Why you should use fresh lemongrass and where to buy it

Before you go out running for fancy packaged loose lemongrass tea leaves, I hope you consider making fresh lemongrass at home. The flavors and aroma will be so much stronger and your pocket will thank you.

You can purchase lemongrass from Whole Foods, your local Asian grocery stores, saywee for delivery. In my honest opinion, lemongrass is a critical component when making curries. However, since I do not frequent Asian grocery stores as often as I like, I really stock up every time I get lemongrass. They freeze pretty well, which is what I do with the extras, but I also make reduced lemongrass tea which I keep in the fridge.

How to serve Lemongrass Tea

Lemongrass tea can be a refreshing treat on a hot day when served cold with a lot of ice. More recently, I served them warm in a hot water dispenser at my backyard wedding and my baby shower when the weather was cool. The drink was a big hit with guests to help keep warm and hydrated.

While hosting, instead of a lemonade at your drinks table (or in addition to), have a lemongrass tea drink!
Source: http://www.insideweddings.com/weddings/alfresco-ceremony-rustic-chic-barn-reception-in-san-luis-obispo/881/

I also keep a jar of reduced lemongrass tea with honey. Whenever I want a glass of lemongrass tea, I add hot or cold water depending on my mood. That way, I can quickly and and conveniently enjoy a daily drink without busting out a pot every time.



  • 6 stalks of lemongrass
  • 5 tbs of honey
  • 6 cups of water


  • Preparing Lemongrass: Rinse the stalks thoroughly under cold water to remove any dirt or debris. Then, remove the outer layers of the stalks and discard them. Cut out two ends of each tip of the lemongrass (they lack flavor and aroma) and cut the tender inner layers to 1-inch pieces.
  • Add the lemongrass pieces to a pot with your water and bring to boil.
  • Add 5tbs of honey, or as according to your taste
  • Leave on medium boil for 40 minutes. The water would have reduced by then as well
  • Store in glass jar with a few pieces of lemongrass in the jar to stretch out the flavors and the aroma
  • Whenever you feel like it, pour a few tablespoons to a glass and add hot or cold water depending on how you like to enjoy it.
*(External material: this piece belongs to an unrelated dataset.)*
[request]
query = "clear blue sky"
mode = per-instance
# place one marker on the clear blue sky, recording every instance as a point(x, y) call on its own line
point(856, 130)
It should keep for 2+ weeks, but I cannot guarantee it’ll last that long.

Variations to your lemongrass tea

While lemongrass tea is great on its own, feel free to experiment with more additions:

  • Ginger: Adding fresh ginger slices to your tea while it simmers can provide a delightful zing and boost its health benefits.
  • Herbs and spices: Try adding fresh mint, basil, or even a cinnamon stick to your tea for extra flavor.
  • Combine with other teas: Mix lemongrass with green or black tea for a unique flavor combination.
  • Citrus: Squeeze in some fresh lemon, lime, or orange juice to give your lemongrass tea a zesty kick.

Making lemongrass tea from scratch is easy and really maximizes its delightful aroma and flavor. Experiment with different flavors and additions to create a personalized blend that suits your palate. And with the numerous health benefits that lemongrass tea offers, it’s a treat that’s both feel good and just good for your health.